PG : Pernikahan itu bisa runtuh akibat dua faktor, yang saya sebut faktor internal dan eksternal. Faktor internal adalah hal-hal yang berkaitan dengan misalnya konflik yang tak berkesudahan, tiak selesai-selesai, komunikasi yang makin merenggang, keintiman yang makin memudar, atau perbedaan semakin banyak.
Itu dapat saya ibaratkan seperti rayap yang mengerogoti rumah sehingga tiang-tiangnya tiba-tiba rapuh dan badai muncul sehingga langsung ambruk. Jadi faktor internal juga berpotensi untuk menghancurkan pernikahan maka kita mesti mawas diri. Jangan biarkan ketidakcocokkan, masalah berkembang terus tapi secepatnya kita bereskan. Dan kita juga belajar adakalanya problem muncul dari luar yaitu pengkhianatan, salah seorang suami atau istri terlibat dengan orang lain dan itu benar-benar akan menghancurkan sendi-sendi pernikahan sekurang-kurangnya tiga sendi yaitu yang pertama kepercayaan. Waktu kepercayaan hilang maka benar-benar yang akan muncul adalah sikap was-was, ketakutan, tidak lagi tentram dalam rumah tangga, takut kalau ini terulang kembali.

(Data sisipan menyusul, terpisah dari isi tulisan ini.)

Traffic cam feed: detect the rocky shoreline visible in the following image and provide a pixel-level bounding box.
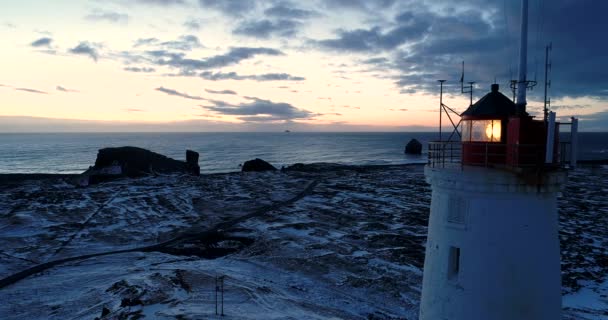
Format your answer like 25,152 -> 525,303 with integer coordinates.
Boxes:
0,164 -> 608,319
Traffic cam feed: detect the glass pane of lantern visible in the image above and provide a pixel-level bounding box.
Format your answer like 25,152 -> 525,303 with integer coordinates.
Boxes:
461,120 -> 472,142
471,120 -> 492,142
492,120 -> 502,142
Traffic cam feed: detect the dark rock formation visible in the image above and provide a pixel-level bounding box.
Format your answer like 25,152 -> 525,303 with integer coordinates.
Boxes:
93,147 -> 186,177
241,158 -> 277,172
405,139 -> 422,154
186,150 -> 201,176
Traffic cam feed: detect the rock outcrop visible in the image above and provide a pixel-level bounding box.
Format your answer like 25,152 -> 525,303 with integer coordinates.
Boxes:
93,147 -> 186,177
186,150 -> 201,176
241,158 -> 277,172
76,147 -> 200,186
405,139 -> 422,154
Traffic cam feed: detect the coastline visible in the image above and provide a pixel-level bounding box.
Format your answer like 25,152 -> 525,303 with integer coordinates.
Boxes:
0,164 -> 608,320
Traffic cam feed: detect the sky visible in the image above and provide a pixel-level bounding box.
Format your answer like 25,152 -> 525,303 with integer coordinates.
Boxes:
0,0 -> 608,132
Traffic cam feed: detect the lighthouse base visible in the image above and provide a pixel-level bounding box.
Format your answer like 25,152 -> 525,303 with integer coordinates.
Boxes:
420,166 -> 566,320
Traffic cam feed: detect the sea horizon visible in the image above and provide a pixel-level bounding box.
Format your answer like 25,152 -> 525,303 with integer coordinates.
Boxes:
0,131 -> 608,174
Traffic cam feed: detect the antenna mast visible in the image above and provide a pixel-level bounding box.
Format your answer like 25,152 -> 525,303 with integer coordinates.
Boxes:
517,0 -> 528,114
460,61 -> 475,106
543,43 -> 552,122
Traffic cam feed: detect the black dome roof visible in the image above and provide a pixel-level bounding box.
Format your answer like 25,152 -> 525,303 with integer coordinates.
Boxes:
460,84 -> 517,118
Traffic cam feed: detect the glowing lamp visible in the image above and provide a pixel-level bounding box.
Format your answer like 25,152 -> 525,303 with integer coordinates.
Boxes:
461,119 -> 502,142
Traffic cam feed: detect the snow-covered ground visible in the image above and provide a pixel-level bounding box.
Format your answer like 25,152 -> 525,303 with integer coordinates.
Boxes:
0,165 -> 608,319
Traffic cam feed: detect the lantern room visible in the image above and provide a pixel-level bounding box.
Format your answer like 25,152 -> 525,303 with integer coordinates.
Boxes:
461,84 -> 558,167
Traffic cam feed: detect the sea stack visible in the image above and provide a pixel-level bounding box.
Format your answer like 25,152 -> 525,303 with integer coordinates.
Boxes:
405,139 -> 422,154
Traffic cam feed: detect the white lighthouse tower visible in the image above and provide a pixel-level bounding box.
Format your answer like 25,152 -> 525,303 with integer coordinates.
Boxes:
420,0 -> 576,320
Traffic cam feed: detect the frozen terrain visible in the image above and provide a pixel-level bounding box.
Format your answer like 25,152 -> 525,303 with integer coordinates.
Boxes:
0,165 -> 608,319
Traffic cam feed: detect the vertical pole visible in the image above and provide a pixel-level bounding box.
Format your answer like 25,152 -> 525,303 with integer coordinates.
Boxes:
517,0 -> 528,114
437,80 -> 445,141
215,276 -> 219,316
545,112 -> 555,163
220,276 -> 224,317
570,117 -> 578,169
469,82 -> 475,106
543,43 -> 551,123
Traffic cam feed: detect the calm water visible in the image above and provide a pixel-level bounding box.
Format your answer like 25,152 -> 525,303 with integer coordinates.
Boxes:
0,132 -> 608,173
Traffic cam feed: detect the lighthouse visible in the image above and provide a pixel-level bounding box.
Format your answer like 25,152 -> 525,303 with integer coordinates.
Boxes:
420,0 -> 576,320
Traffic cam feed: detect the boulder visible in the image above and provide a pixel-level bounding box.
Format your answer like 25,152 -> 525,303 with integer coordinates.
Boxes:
241,158 -> 277,172
93,147 -> 185,177
405,139 -> 422,154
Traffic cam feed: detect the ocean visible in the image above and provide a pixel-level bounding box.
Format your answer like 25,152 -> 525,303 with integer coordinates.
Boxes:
0,132 -> 608,174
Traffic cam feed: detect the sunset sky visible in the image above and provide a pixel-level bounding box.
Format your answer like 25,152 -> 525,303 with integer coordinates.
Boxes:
0,0 -> 608,132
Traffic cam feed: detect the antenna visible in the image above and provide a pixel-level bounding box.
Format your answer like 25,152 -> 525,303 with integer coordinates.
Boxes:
437,80 -> 462,142
437,80 -> 445,141
460,61 -> 475,106
512,0 -> 536,115
543,43 -> 553,122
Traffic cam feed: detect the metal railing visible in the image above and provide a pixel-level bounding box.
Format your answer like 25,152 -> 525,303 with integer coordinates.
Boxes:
427,141 -> 571,168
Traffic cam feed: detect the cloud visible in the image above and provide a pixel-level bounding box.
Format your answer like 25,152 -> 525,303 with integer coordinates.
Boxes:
136,0 -> 186,7
69,41 -> 99,62
14,88 -> 49,94
133,38 -> 160,47
160,34 -> 203,51
184,19 -> 201,31
203,97 -> 319,122
322,0 -> 396,14
205,89 -> 236,94
152,47 -> 284,74
55,86 -> 80,92
198,0 -> 257,16
123,67 -> 156,73
154,87 -> 206,100
30,37 -> 53,47
85,9 -> 129,24
264,3 -> 319,19
198,71 -> 306,81
313,17 -> 430,52
324,0 -> 608,99
232,19 -> 301,39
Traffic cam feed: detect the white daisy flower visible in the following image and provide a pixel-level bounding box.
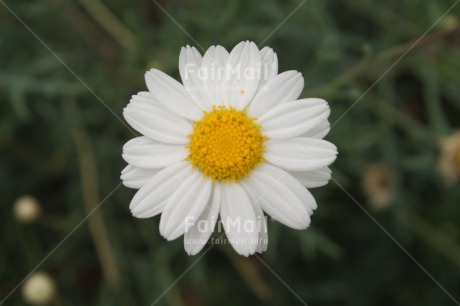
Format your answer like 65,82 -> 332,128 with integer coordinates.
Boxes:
121,41 -> 337,256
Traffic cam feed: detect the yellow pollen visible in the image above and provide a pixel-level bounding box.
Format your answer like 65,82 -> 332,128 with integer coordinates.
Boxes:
186,105 -> 266,182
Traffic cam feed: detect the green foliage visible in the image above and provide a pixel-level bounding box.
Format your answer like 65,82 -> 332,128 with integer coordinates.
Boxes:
0,0 -> 460,306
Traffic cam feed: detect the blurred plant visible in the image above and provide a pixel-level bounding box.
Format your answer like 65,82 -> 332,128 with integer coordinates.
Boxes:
13,196 -> 41,223
438,130 -> 460,185
22,272 -> 56,305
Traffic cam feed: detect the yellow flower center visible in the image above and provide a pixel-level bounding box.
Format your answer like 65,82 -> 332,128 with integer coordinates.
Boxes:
186,106 -> 266,182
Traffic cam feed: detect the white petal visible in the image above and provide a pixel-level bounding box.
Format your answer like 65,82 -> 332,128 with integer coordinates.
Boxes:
129,162 -> 193,218
240,183 -> 268,253
145,69 -> 203,120
263,137 -> 337,171
248,71 -> 304,118
220,182 -> 259,256
243,164 -> 316,229
201,46 -> 229,110
257,99 -> 331,139
184,184 -> 221,255
302,120 -> 331,139
179,46 -> 212,110
288,167 -> 331,188
259,47 -> 278,88
222,41 -> 260,109
122,136 -> 188,169
160,170 -> 212,240
123,93 -> 193,144
120,165 -> 161,189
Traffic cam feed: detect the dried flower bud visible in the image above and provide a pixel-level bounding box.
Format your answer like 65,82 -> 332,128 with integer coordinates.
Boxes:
22,272 -> 56,305
13,196 -> 41,223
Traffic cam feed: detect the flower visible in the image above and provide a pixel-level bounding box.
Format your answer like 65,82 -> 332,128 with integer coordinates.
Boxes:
121,42 -> 337,256
13,196 -> 41,223
22,272 -> 56,305
362,164 -> 394,211
438,130 -> 460,186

Yang kedua adalah sendi respek, kita tidak lagi respek, tapi kita cenderung menghina pasangan yang telah berkhianat, karena dia bisa berbuat hal sejijik itu, serendah itu dan susah untuk kita bisa hormat kepada dia. Dan yang terakhir adalah cinta, cinta juga akhirnya akan terkoyak-koyak dan yang muncul adalah sebuah kebencian "Kenapa kamu sanggup berbuat seperti itu kepada saya." Meskipun dampaknya terlalu berat dan secara manusia susah untuk dibayangkan bisa dibangun kembali tapi kita bisa berkata bahwa "Tidak ada yang musatahil bagi Tuhan, kalau Yesus Tuhan kita dapat dibangkitkan, kenapa pernikahan yang telah runtuh atau mati tak bisa dibangkitkan kembali?" Atas dasar itulah kita mau melihat sekarang, langkah-langkah apa yang bisa kita lakukan untuk membangun pernikahan yang telah runtuh itu.
GS : Pada waktu itu Pak Paul juga katakan bahwa, dasarnya dimulai dengan kasih dan kasih dibagi menjadi beberapa hal, apa saja waktu itu?
PG : Kita membahas bahwa kasih itu mempunyai sifat yang menyatu meskipun sisanya hanya sedikit tapi kasih masih ada. Kasih akan memanggil kita untuk kembali berdekatan dengan pasangan kita. Kash itu juga bertahan tidak mudah memudar, meskipun pihak yang melukai berkata, "Sudah tidak ada kasih dan semuanya sudah habis," cinta itu tidak mudah memudar atau lenyap begitu saja.
Kasih itu juga ingin melawan, melindungi yang dikasihi, relasi kasih, sehingga kecenderungannya kita akan mau berupaya sekeras mungkin mempertahankan relasi cinta ini. Dan yang terakhir cinta bersifat dinamis artinya apa yang telah mati itu bisa tumbuh kembali karena itulah sifat dasar dari cinta.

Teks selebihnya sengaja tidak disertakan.